Elle suppose que nous investissions dans des « communs » : la terre n'est pas une marchandise, elle ne peut pas être achetée par une puissance, qu'elle soit américaine ou chinoise. Elle est propriété de la nation, partagée dans le cadre de règles de protection et de régulation entendues. Pourtant, cette régulation est aujourd'hui menacée : près de 20 millions d'hectares dans le monde sont accaparés par la puissance financière des multinationales.
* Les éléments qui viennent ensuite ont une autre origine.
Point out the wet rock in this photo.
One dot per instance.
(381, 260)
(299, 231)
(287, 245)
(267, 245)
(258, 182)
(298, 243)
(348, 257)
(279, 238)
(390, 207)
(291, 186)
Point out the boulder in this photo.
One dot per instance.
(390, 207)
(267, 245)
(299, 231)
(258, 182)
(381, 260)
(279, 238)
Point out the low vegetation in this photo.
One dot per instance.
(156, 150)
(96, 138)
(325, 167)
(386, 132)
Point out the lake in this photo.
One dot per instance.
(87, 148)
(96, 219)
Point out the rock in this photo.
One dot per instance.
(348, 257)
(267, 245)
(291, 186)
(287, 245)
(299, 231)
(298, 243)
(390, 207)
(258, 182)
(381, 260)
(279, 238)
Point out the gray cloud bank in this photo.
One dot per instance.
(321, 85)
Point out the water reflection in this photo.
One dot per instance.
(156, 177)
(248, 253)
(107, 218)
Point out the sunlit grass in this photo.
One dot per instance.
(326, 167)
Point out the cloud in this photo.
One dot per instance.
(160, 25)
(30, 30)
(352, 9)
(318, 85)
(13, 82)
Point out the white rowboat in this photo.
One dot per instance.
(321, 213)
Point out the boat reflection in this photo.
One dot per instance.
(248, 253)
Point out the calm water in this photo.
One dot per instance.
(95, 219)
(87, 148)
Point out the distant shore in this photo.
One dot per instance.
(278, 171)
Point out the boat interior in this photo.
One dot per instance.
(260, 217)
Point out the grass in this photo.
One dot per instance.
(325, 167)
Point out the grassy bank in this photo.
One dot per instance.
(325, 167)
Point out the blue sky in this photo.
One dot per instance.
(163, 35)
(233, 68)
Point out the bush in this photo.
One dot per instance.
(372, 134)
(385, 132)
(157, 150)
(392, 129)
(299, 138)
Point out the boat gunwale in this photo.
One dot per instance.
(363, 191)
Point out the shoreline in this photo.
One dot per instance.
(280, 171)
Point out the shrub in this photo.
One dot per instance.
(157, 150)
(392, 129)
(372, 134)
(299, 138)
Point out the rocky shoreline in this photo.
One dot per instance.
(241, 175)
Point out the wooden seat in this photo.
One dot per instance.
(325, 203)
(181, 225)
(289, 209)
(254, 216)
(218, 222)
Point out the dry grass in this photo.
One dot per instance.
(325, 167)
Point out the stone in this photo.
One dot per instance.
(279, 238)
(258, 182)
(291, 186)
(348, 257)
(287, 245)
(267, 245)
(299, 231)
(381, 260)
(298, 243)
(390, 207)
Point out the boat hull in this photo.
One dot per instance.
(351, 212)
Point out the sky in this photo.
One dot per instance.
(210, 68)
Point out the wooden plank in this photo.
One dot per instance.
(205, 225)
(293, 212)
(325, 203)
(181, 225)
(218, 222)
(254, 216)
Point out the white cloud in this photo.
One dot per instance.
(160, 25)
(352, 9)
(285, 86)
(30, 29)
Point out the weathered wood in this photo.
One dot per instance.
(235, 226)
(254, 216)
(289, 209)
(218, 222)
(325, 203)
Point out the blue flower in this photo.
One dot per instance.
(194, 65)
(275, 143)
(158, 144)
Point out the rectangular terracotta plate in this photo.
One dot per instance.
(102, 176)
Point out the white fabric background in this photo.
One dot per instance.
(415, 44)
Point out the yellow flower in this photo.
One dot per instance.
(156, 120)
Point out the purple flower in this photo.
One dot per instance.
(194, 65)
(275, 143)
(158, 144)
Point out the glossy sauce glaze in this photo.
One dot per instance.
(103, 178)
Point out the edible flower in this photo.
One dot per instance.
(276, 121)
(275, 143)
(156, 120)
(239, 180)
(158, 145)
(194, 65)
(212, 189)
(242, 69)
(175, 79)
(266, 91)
C'est la première cause de misère et de violence sur la terre.

En faisant enfin la réforme foncière que nous attendons, nous participerons à ce « commun ». Une seule santé, une Terre protégée : telle est notre perspective, celle d'une souveraineté reconquise avec des puissances privées et publiques qui s'accordent, avec nos capacités à penser un univers dans lequel notre nation et l'Union européenne apportent des solutions pratiques, qu'il s'agisse d'agriculture, d'adduction d'eau potable ou d'énergie. L'énergie, l'eau, la terre, autant de communs à protéger, de savoirs à conquérir et à partager en contribuant au récit du monde, en particulier grâce à la coopération avec les États africains.